CUDA Fortran: unroll directive for kernel code?


I’m trying to compare the performance of CUDA C and CUDA Fortran because we have a large Fortran code base and want to avoid porting it to C. So far I’ve been able to optimize most aspects of CUDA Fortran but as soon as I add a well placed #pragma unroll to the C code the Fortran codes falls behind.

E.g. this kernel code in CUDA C is unrolled:

uint end = min(gpu_shared_mem_block_size, n - block_offset);
#pragma unroll 16
for (uint j = 0; j < end; j++)
	sum += block_a[threadIdx.y][j] * block_b[j][threadIdx.x];

And I’m wondering if there is a way to do the same in this CUDA Fortran code:

block_end = min(16, n - shared_block_offset)
do k = 1, block_end
	sum = sum + A_shared(threadidx%x, k) * B_shared(k, threadidx%y)
end do

I’ve searched the documentation and have found “!$pgi unroll” and “!$acc unroll”. It seems that both only apply to host code and do not change the way kernel code is generated. Did I miss something?

Thanks in advance.

Hi S. Soll,

It seems that both only apply to host code and do not change the way kernel code is generated. Did I miss something?

No, you didn’t miss anything. The unroll directive only applies to host code. However, the compiler may automatically unroll loops if it finds it advantageous to do so.

  • Mat

Thanks for the reply.

I noticed that with -O3 the loop gets unrolled into groups of 4. That increases performance quite a bit. Is there any way to let the compiler unroll the entire loop?

You can try using the “-Munroll” flag.

Setting “-Munroll=c:16” will completely unroll loops having a loop count of 16 or less. However, this only works on loops who’s counts are known at compile time and in your case, the count isn’t known until runtime.

Instead, you can try using “-Munroll:n:16” which will unroll single block loops by a 16. However, this may not be optimal when block_end is less than 16.

“-Munroll=m:” is the same as “-Munroll=n:” except sets the unroll factor for multi-block loops.

  • Mat

Thanks for the hint. I already tried -Munroll (sorry, I should have written that in my first post) but it had no effect on the performance.

I tried it again with n:16, m:16 and c:16,:n:16:m:16 and looked at the code generated by CUDA Fortran. In the generated C code the code is always unrolled with a block size of 4. The resulting PTX code also looks like that (4 groups of ld.shared instructions).

However the -Munroll option triggered the unroll with a block size of 4. If I omit -Munroll no unrolling is performed. This is pretty much what the man page says and the default value of 4 also matches (the default value is mentioned for the c option). However the options n and m do not seem to change this default value for loops with unknown counts.

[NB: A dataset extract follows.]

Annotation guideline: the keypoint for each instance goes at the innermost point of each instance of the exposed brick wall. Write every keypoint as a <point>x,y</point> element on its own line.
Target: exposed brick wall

Without -Munroll (and no -O option) the loop was not unrolled. But apart from it’s presence (and the default value of 4) the -Munroll option does not seem to affect the generated GPU code. Is this intended for GPU code?

Hi Mat,
Is there a plan to support unroll of loops in kernel code soon?


Hi Tuan,

The Accelerator unroll clause was added to the 11.0 compilers so is available now. The unroll clause applies to a loop directive so it’s location changes it’s meaning.

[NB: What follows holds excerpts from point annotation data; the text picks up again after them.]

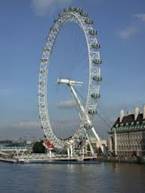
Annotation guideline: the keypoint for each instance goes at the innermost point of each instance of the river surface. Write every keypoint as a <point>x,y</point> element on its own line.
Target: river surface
<point>95,178</point>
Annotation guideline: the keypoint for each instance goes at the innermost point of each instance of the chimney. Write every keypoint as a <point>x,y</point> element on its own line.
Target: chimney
<point>121,115</point>
<point>144,112</point>
<point>136,112</point>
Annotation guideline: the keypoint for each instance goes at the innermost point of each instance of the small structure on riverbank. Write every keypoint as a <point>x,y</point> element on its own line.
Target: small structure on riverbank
<point>127,136</point>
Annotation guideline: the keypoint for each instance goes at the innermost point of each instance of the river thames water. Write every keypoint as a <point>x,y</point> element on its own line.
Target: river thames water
<point>95,178</point>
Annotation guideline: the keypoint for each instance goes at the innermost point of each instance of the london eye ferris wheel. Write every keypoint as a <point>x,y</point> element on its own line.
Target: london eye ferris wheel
<point>87,111</point>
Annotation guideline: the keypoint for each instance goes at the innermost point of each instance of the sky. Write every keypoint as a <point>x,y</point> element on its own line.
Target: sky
<point>24,26</point>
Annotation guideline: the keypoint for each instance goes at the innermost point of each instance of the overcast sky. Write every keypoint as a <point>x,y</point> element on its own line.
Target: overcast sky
<point>24,26</point>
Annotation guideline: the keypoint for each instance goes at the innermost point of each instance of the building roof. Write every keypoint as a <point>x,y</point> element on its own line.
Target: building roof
<point>129,123</point>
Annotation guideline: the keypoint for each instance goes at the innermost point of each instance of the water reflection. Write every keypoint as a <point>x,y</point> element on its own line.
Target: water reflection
<point>101,178</point>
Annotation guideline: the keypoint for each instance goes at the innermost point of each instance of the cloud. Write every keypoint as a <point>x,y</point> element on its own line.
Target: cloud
<point>27,124</point>
<point>128,32</point>
<point>41,7</point>
<point>66,104</point>
<point>140,16</point>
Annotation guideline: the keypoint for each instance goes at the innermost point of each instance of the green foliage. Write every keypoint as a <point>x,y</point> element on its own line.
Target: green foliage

“!$acc do parallel unroll(n)” unrolls the parallel (block) dimension, “!$acc do vector unroll(n)” unrolls the vector (thread) dimension, while “!$acc do seq unroll(n)” will control the unrolling of loops in the kernel itself. We changed the design a bit in order give users greater control.

Hope this helps,

That’s a good news.


Tuan: You are right, the unroll directive in CUDA Fortran is not being used when generating the GPU code. We will add that to our work list. We have worked on the unroller for the PGI Accelerator programming model, and that shares the code generator with CUDA Fortran, so we should be able to make use of it in CUDA Fortran as well. Thanks for pointing this out, we’ll make this high priority.